Precautions When Using Compound Microscope

  1. The microscope should be elevated using both arms and the base at the same time.
  2. To ensure that dust accumulated on the lens does not obstruct the viewing of the slide or the focus, the eyepiece and objective lens must be cleaned using silk cloth and transparent liquid.
  3. Tilting or shaking the microscope while using it should be avoided. The light received by the lens is altered as a result of this bouncing, and the seeing of the object of focus changes.
  4. The specimen must always be focused first with a low-resolution lens, then with a high-resolution lens to target it further.
  5. After you’ve finished using the compound microscope, focus the lower-power objective lens on the stage.
  6. When using the coarse adjustment lens, make sure the objective lens does not come into contact with the focus slide. When the coarse adjustment lens is used quickly, it might compress the specimen to be studied, resulting in inaccurate results, as well as damage to the example and slide.
  7. The fine adjustment knob should only be used when employing a high-resolution lens for a specimen. The coarse adjustment knob should not be used to observe tiny details since it cannot provide accurate results.
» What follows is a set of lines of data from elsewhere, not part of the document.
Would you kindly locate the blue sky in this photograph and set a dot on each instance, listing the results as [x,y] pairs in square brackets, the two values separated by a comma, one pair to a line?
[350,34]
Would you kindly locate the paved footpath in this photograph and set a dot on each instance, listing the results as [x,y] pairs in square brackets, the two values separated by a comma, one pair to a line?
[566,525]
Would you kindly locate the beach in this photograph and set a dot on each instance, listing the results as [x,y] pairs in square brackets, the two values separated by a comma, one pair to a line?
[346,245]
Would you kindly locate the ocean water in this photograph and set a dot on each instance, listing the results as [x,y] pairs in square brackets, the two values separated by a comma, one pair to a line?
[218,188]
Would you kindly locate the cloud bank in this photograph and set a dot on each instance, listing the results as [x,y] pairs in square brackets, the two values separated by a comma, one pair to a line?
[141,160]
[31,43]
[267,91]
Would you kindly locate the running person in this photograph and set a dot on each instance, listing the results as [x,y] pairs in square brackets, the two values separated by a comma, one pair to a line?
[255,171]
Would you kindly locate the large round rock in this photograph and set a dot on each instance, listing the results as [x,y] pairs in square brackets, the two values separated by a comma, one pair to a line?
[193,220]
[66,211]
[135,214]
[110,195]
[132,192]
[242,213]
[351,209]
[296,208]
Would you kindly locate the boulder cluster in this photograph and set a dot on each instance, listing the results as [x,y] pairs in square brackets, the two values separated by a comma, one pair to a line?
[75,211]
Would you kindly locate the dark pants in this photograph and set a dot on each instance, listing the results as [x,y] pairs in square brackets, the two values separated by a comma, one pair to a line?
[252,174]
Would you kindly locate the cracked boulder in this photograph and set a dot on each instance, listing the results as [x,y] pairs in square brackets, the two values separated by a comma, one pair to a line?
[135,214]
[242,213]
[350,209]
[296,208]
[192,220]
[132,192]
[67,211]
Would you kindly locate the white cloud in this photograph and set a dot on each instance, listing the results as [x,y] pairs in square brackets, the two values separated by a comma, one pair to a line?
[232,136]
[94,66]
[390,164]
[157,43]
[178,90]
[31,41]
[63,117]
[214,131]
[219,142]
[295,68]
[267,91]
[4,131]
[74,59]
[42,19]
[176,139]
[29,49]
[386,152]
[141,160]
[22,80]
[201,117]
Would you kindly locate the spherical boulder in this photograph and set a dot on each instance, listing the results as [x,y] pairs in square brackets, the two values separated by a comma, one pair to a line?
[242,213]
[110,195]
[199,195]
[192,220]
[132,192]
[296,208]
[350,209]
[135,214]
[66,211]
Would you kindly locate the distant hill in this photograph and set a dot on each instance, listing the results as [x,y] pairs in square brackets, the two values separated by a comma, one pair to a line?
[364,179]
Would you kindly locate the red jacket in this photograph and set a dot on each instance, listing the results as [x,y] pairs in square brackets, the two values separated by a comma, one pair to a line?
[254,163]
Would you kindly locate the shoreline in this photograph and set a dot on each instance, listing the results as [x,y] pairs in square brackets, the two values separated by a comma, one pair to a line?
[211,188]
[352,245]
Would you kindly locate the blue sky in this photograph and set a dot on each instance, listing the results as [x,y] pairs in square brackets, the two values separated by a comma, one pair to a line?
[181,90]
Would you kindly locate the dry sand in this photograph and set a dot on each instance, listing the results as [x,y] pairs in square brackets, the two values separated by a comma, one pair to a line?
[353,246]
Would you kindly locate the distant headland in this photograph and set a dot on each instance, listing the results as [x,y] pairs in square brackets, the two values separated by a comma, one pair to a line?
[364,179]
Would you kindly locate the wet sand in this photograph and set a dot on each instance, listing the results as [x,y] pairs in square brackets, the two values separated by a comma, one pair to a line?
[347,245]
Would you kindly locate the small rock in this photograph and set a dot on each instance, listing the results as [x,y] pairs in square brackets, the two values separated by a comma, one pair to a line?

  8. On the specimen slide, always use a coverslip. This prevents additional particles from accumulating on the sample and influencing the outcome.
  9. For correct results while using an oil immersion lens, the oil should always be used. Because the refractive index can be modified without the use of oil, the reading of the specimen can be manipulated.
  10. After using the microscope, always store it in a box. In weak light, the concave part of the mirror is used to get a better vision. It is not permissible to dismantle the microscope.